Periodic Trends: An ‘Astronomical’ Discovery

Graphic by Kathryn Messinger

Graphic by Kathryn Messinger

NASA announced two weeks ago that it had discovered 715 new planets using the Kepler space observatory. To give some perspective, only about 1,000 planets had been discovered in our own galaxy prior to this announcement. Now the number has nearly doubled.

The Kepler space mission, which began in 2009, was launched to find other planets that may be deemed in or near “habitable zones” and have properties similar to Earth’s. Habitable zones are areas that are close enough to suitable stars to have the appropriate temperature to sustain life and that may have water. A significant majority of the planets discovered are about four times the size of Earth. Out of all these 715 planets, four were labeled in the habitable zone. A year’s time on one of the planets is equivalent to one month on Earth. All of the planets discovered orbit a total of 305 different stars, but when Kepler was first introduced to the skies, it was pointed at
over 150,000 stars.

There are a lot of numbers and facts that NASA threw at the public, but what does this mean to us?  In our own solar system, we are looking at the potential of life on other planets like Mars, and even the many moons that surround our planets, like Europa, which orbits Jupiter and is the strongest candidate for sustaining life because of its oxygen atmosphere and water and ice surface. Scientists are trying to find life in just our eight planets and about 170
moons (and Pluto).

Now expand that number to include 715 planets and gosh knows how many moons are included in that statistic. The more planets we find, the higher the chance that life exists elsewhere. Although only four planets were deemed habitable around 305 stars, this is only in our own galaxy. There are about 200 to 400 billion stars in our galaxy — a billion times more than what Kepler was observing. To increase that number exponentially, it is estimated that there are as many as 100 to 500 billion galaxies, and each galaxy can have hundreds of billions of stars. You do the math.

Moreover, what these telescopes and light-measuring tools see are planets and stars light-years upon light-years away.

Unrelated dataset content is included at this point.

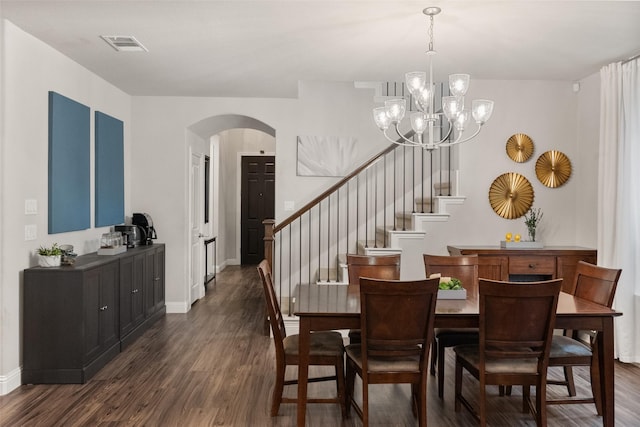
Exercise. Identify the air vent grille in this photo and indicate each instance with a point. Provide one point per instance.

This means that what is observed technically happened hundreds of thousands of years ago. Yes, Kepler is a time machine to enthusiastic scientists. The feat that NASA has achieved is even more remarkable when you consider that in the 16th, 17th and 18th centuries, astronomers like Copernicus, Galileo and Herschel were only just discovering the planets, how they orbited the sun and their moons. Some moons in our own solar system have only just been discovered.

Astronomers have gone from tracking a little red dot in the sky with a hand-held telescope to huge animatronic computer-controlled telescopes and observatories with complicated and precise lenses, mirrors and orbits that weigh thousands of pounds and manipulate light with complicated techniques to identify entities in space.

These planets are the result of only the first two years of Kepler’s study — 2009 to 2011 — and there are certainly more candidates that Kepler suspects may be planets, but only those 715 are confirmed. This means there may be more to come from Kepler.